Eu entrei em acordo
com alguma entidade que controla os dedos dessa mão que aqui
escreve; num acordo sobre achar que a vida ainda não me foi
explicada. É um acordo antigo, este, sacramentado há tempos em
escrituras profanas - que de sagradas já estou farto. Enfim, mesmo
este acordo sendo tão antigo, e as coisas antigas tendem a serem
deixadas de lado, sabe-se lá porque, bem, as vezes me pego a
revisá-lo, a fim compreender seus pormenores. Começo, as vezes, a
pensar sobre a manifestação física da minha pessoa. Minha?
Seria eu apenas um
veículo? E ainda, sendo apenas parte de uma ferramenta,
homem-ferramenta, qual parte é minha, sou eu, e o que veio do além,
veio controlar essa estranha máquina que eu ouso chamar de lar? Será
que foi um empréstimo, um contrato de aluguel, uma ocupação, uma
visita sem convite, como foi que se chegou a conclusão de que algo
ou alguém deveria habitar esse composto de carne, cartilagens e
entranhas, essa casca que envolve... envolve o quê, mesmo? Não sei
como é o centro do meu mundo, do meu ser. Conheço apenas essa forma
barriguda, este corpo celeste mundano, que vagueia e cantarola por
calçadas acidentadas, terreno insaturado; que troca de pele e muda
de forma: pouco a pouco. Qual é o propósito - e será de propósito?

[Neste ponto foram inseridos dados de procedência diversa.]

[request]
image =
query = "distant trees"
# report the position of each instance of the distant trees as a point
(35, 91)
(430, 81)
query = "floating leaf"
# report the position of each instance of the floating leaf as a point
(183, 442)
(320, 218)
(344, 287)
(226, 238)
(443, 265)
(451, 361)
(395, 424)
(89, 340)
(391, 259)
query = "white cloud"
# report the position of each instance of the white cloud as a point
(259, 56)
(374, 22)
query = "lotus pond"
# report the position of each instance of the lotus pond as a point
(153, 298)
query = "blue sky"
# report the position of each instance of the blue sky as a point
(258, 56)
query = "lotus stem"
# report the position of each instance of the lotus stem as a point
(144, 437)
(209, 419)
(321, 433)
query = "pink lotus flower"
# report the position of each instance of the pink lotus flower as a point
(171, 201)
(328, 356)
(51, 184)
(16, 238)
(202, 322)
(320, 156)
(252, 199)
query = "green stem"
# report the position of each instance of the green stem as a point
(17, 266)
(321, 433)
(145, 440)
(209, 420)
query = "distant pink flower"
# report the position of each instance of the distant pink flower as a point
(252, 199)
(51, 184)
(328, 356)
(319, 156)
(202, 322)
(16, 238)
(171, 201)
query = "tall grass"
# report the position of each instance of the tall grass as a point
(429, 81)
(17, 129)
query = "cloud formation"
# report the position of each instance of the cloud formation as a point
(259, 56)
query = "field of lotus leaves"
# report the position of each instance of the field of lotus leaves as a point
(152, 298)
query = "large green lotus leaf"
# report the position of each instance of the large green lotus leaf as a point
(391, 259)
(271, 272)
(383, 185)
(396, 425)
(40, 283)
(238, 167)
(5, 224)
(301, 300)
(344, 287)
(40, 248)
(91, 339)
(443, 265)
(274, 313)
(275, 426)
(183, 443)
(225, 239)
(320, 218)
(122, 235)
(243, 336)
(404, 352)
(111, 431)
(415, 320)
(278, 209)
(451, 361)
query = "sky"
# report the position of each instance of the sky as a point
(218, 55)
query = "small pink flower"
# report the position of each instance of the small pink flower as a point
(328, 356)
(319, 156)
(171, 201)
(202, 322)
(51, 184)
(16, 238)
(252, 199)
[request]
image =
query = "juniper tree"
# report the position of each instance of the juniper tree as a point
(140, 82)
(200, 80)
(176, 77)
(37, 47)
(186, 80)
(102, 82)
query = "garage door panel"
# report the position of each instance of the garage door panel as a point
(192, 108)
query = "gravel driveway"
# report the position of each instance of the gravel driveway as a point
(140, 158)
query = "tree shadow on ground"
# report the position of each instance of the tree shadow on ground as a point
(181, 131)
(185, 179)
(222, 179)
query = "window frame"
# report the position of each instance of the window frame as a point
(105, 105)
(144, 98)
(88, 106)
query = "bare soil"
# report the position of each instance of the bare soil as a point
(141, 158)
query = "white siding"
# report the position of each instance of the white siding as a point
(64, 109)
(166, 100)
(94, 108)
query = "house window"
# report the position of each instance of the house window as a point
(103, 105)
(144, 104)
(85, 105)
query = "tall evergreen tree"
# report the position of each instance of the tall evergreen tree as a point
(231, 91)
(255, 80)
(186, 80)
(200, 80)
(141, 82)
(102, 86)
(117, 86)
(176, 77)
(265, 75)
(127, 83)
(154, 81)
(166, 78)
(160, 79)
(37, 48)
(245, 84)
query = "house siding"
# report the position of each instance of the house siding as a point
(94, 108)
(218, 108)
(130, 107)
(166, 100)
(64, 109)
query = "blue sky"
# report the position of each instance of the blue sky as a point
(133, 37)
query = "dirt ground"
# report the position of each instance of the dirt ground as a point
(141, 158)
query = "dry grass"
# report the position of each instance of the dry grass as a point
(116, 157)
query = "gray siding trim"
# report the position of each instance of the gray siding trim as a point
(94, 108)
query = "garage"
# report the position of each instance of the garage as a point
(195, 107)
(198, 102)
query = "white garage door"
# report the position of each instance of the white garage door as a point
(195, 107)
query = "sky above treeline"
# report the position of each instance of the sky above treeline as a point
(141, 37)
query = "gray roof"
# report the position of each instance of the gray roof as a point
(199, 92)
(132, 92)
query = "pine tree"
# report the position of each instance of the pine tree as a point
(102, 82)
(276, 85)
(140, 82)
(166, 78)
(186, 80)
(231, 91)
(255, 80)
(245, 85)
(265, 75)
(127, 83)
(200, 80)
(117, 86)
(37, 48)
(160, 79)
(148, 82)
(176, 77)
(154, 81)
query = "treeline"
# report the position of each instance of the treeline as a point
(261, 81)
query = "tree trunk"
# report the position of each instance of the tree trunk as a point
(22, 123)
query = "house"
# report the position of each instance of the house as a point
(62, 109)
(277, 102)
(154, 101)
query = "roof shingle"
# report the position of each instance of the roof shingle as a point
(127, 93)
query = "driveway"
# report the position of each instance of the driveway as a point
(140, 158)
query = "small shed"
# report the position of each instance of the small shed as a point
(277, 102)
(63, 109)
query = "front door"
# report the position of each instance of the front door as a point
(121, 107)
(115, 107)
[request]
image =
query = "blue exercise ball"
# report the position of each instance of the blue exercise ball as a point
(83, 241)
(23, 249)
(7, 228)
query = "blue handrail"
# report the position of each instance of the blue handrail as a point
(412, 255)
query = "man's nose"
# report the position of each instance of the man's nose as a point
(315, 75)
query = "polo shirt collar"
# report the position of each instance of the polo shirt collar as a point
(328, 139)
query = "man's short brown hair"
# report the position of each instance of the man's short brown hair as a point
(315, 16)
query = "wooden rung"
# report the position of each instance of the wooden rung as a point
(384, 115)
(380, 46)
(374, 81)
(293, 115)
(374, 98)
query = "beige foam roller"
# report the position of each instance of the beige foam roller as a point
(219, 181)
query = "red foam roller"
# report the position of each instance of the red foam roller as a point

- em tratar este filhote de hipopótamo, que ocupa tanto espaço? É
curioso pensar em si mesmo como um livro não lido, uma carta num
envelope fechado.
Ouvi há pouco uma
música que falava sobre um navio de tolos, e me senti navegando em
algo semelhante. Prefiro, na verdade, traduzir como ingênuo. Implica
inocência. Mas pensando bem, talvez isso revele alguma neglicência,
ao concluir que posso ser culpado da minha própria inocência, em
não descobrir explicações para as confusas ideias que transitam
entre o início e o fim destas questões: quais eram mesmo? Eis uma
delas:
Sobre isso que aqui
escrevo, serei apenas cúmplice ou culpado?